Alle 10, vedemmo aprire i cancelli ed entrare i soldati del
53o fanteria, comandati dal colonnello Maffei,
i quali scesero, piazzarono le mitragliatrici in portineria e in altri punti e ci intimarono di riprendere il
lavoro, altrimenti avrebbero fatto fuoco: ognuno si recò nel proprio reparto, senza però riprendere a lavorare.
Vista una resistenza così compatta, ufficiali e sottoufficiali entrarono a loro volta nei reparti con la pistola in
pugno, minacciando di sparare e arrestando coloro che tentarono di opporre resistenza. Siccome ero
vestito bene, non mi arrestarono, forse perché mi scambiarono per un assistente o un impiegato.
Pian piano il lavoro riprese, ma in mano ai soldati erano rimasti dieci operai; non ricordo il nome di tutti,
ma fra gli altri c'erano: Marcello Aglietti, Bruno Congro, Bruno Costa, Ivano Tromboni, Lorenzo Biolla.
Alle 14 i soldati erano ancora in fabbrica e Noemi Gibba fece la spia dicendo che l'avevo minacciata: venni
così arrestato anch'io e portato alla caserma dei carabinieri di Biella, vicino all'ospedale, mentre gli altri
dieci erano stati condotti alle carceri del Piazzo.
Il 20 agosto tutti legati e ammanettati insieme con catene, fummo condotti alla stazione della
Biella-Santhià, diretti alle carceri Nuove di Torino. Quando ci fecero scendere a Santhià per cambiare treno, tutti i
viaggiatori provenienti da Milano ci osservavano dai finestrini credendo che fossimo dei delinquenti; allora
Marcello Aglietti disse forte: "Non credeteci dei criminali, siamo solo operai che hanno scioperato perché cessi
la guerra!". I carabinieri lo ammonirono subito di tacere.

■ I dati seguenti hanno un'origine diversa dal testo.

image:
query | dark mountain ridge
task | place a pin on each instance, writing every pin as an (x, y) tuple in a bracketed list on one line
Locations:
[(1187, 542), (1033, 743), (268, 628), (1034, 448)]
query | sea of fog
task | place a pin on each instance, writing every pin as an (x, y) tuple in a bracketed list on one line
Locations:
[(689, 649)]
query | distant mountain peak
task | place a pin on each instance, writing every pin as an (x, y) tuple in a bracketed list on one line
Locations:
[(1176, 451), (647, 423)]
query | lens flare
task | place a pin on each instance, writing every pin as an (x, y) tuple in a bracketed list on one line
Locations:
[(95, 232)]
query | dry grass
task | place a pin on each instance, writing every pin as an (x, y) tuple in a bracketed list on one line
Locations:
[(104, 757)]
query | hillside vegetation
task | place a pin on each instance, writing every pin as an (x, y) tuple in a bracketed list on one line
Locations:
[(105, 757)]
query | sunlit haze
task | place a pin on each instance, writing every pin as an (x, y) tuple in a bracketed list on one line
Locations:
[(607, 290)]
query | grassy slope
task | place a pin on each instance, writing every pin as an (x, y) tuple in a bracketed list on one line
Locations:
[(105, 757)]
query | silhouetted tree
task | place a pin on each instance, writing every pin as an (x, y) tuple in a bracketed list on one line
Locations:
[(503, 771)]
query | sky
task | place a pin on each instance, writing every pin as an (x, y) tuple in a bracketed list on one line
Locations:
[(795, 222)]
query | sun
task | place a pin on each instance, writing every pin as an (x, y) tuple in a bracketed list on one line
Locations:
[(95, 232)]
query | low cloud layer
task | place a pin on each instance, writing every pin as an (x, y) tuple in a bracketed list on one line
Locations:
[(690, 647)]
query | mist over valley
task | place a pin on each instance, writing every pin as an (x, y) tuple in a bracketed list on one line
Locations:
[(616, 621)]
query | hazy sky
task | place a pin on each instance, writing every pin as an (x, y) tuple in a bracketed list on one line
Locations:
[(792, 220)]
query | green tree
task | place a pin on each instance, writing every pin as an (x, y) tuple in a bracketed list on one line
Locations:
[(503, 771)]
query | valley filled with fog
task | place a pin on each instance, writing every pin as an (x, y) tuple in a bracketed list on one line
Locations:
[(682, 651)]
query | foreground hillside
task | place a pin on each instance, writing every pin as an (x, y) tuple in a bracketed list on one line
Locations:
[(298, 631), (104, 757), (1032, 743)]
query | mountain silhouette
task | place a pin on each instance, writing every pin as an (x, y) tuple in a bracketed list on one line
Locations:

Alle Nuove fummo rinchiusi nelle celle a tre per tre, vestiti da lavoro, senza paglia né pagliericci,
obbligati a coricarci sul cemento; due volte al giorno ci davano pelli di patata e pelli di zucca, senza pane e senza
sale. Così fino al processo, che avvenne tre settimane dopo, presso il Tribunale militare di Torino, al termine
del quale fummo tutti condannati: io a due anni di reclusione, Costa e Aglietti a diciotto mesi e gli altri a otto
e dodici mesi, con la condizionale. Questi ultimi ritornarono a casa e rimanemmo in tre; fummo subito
trasferiti a Ivrea, dove ci fecero lavorare intrecciando paglia per fare scarpe e ceste. A Ivrea si stava meglio, si
dormiva sulla paglia e si mangiava due volte al giorno, pasta e fagioli o riso e fagioli con pane.
Il 14 ottobre 1943 io e Aglietti fummo liberati, Costa era già stato liberato prima, e facemmo ritorno a casa.
Subito dopo la costituzione della repubblica di Salò, fu ordinato che, nelle fabbriche, si costituissero
le Commissioni interne. Gli operai avrebbero voluto noi come loro rappresentanti, ma noi non
accettammo perché accettare avrebbe significato collaborare con i fascisti. In seguito, non mi recai più al lavoro e
mi aggregai al compagno Mario Graziola, facendo tutto quello che lui mi insegnava. Egli, poiché avevo
due figli piccoli e la moglie incinta, mi consigliò quando si costituirono le prime formazioni partigiane, di
non recarmi in montagna, ma di lavorare a loro sostegno restando in paese, evitando magari di pernottare a
casa. È quello che feci fino al 25 aprile 1945.